What Facebook wanted to find out: How does information spread on Facebook?

When it happened: Seven weeks in August/October 2010

How many users: 253 million users (At the time, this was half of all Facebook users)

How they did it: Researchers "randomly" assigned 75 million urls a "share" or "no-share" status. The links could have been news articles, or job offers, or an apartment for rent, or news of an upcoming concert. Any kind of links that Facebook users share. Except if it got a "no-share" status, it was "disappeared" meaning it wouldn't show up in News Feeds. ""Directed shares, such as a link that is included in a private Facebook message or explicitly posted on a friend’s wall, are not affected by the assignment procedure," wrote the researchers. Well, thanks for that! Researchers then compared the virality of links that were allowed to be seen with those that weren't. The researchers wanted to know whether the censored information would still "find a way," Jurassic Park style, to spread.

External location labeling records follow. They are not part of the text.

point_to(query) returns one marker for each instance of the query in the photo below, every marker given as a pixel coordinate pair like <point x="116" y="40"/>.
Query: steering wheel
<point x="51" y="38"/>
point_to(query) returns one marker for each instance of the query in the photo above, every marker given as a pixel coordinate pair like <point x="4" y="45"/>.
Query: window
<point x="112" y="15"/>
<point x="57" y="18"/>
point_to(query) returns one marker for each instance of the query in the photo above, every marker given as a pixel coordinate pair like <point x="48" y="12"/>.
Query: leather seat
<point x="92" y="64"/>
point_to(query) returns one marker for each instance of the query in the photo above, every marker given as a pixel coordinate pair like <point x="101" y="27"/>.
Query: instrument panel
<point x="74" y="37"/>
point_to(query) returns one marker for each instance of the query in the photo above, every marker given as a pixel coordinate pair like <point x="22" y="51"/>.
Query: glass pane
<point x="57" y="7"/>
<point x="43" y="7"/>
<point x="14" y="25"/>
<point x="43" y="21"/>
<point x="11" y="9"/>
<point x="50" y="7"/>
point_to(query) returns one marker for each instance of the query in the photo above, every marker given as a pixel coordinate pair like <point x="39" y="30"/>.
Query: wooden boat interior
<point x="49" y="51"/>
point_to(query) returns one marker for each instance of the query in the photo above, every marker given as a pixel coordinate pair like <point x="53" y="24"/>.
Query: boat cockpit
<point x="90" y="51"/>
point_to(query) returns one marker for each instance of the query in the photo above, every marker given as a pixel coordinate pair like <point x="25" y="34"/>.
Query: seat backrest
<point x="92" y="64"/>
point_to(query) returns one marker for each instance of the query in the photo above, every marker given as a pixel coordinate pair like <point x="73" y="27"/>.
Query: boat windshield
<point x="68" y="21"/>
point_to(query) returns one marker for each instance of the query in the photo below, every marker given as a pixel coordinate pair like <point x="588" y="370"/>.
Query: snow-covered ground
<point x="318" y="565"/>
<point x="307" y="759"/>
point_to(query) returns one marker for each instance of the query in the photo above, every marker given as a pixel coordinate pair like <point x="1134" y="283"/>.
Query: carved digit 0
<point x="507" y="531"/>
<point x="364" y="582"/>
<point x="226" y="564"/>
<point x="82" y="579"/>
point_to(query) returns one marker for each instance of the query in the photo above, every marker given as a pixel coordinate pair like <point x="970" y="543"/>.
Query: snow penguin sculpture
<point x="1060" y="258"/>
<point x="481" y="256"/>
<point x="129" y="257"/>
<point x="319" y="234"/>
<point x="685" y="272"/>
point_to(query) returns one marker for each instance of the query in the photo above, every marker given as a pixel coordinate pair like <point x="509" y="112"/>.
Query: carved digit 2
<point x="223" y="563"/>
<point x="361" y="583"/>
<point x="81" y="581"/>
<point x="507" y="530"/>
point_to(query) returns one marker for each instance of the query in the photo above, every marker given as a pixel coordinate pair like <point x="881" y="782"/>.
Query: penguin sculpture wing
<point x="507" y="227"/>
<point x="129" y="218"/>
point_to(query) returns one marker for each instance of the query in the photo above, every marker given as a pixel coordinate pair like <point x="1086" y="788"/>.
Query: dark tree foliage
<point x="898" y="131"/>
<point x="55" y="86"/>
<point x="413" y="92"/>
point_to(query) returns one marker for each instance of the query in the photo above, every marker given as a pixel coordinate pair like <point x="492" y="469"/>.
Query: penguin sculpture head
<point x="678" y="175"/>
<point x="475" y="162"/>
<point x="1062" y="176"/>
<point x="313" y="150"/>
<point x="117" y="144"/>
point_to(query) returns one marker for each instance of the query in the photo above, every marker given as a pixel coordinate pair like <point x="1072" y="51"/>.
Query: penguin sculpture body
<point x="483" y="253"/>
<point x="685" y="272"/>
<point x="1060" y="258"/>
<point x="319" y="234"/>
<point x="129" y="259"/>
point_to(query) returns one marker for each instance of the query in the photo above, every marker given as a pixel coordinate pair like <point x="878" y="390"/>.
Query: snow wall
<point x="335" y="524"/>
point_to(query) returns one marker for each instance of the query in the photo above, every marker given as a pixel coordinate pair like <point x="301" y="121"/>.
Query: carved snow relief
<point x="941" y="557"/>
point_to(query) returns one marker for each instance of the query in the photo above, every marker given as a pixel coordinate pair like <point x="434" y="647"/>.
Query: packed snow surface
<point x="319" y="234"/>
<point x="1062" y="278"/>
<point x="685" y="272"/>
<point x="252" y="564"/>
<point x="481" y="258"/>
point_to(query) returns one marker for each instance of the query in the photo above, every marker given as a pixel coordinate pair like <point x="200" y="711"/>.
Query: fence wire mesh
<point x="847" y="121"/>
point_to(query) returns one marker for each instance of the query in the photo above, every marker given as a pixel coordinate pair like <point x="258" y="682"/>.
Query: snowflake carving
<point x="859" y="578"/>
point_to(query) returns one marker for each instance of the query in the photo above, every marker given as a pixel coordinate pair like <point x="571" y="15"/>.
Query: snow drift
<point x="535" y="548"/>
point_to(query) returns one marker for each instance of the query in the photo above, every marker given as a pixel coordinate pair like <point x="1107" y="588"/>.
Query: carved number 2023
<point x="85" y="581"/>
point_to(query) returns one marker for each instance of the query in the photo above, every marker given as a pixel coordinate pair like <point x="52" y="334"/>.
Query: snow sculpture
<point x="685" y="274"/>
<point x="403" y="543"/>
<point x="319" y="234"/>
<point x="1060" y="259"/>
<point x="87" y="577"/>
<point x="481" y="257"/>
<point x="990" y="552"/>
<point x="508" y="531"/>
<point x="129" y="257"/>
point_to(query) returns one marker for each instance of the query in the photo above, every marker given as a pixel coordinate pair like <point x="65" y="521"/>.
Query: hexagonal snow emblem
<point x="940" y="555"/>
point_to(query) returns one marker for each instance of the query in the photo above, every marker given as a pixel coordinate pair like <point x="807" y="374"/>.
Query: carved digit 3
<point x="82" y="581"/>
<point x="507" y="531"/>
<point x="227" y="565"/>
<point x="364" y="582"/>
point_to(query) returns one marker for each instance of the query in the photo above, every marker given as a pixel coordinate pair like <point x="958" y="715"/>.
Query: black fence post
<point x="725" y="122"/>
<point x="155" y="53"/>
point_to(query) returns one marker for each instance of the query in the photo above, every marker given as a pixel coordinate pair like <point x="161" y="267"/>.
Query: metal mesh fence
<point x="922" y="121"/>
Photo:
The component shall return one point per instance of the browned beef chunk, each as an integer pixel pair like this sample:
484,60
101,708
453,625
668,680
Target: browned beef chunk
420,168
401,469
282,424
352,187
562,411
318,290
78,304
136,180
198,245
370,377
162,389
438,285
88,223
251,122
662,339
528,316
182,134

What Facebook found out: Unsurprisingly, you're more likely to spread information if you can see friends sharing it. Researchers found that distant friends are more likely to expose you to novel information than your close friends, as judged by your likelihood of sharing it after seeing it.

WTF score: Medium-High. Hope no important information got censored. I'm not sure about the business case for this one. One of the closing lines reads a little ominously in context: "The mass adoption of online social networking systems has the potential to dramatically alter an individual's exposure to new information," including making sure they don't have access to it at all.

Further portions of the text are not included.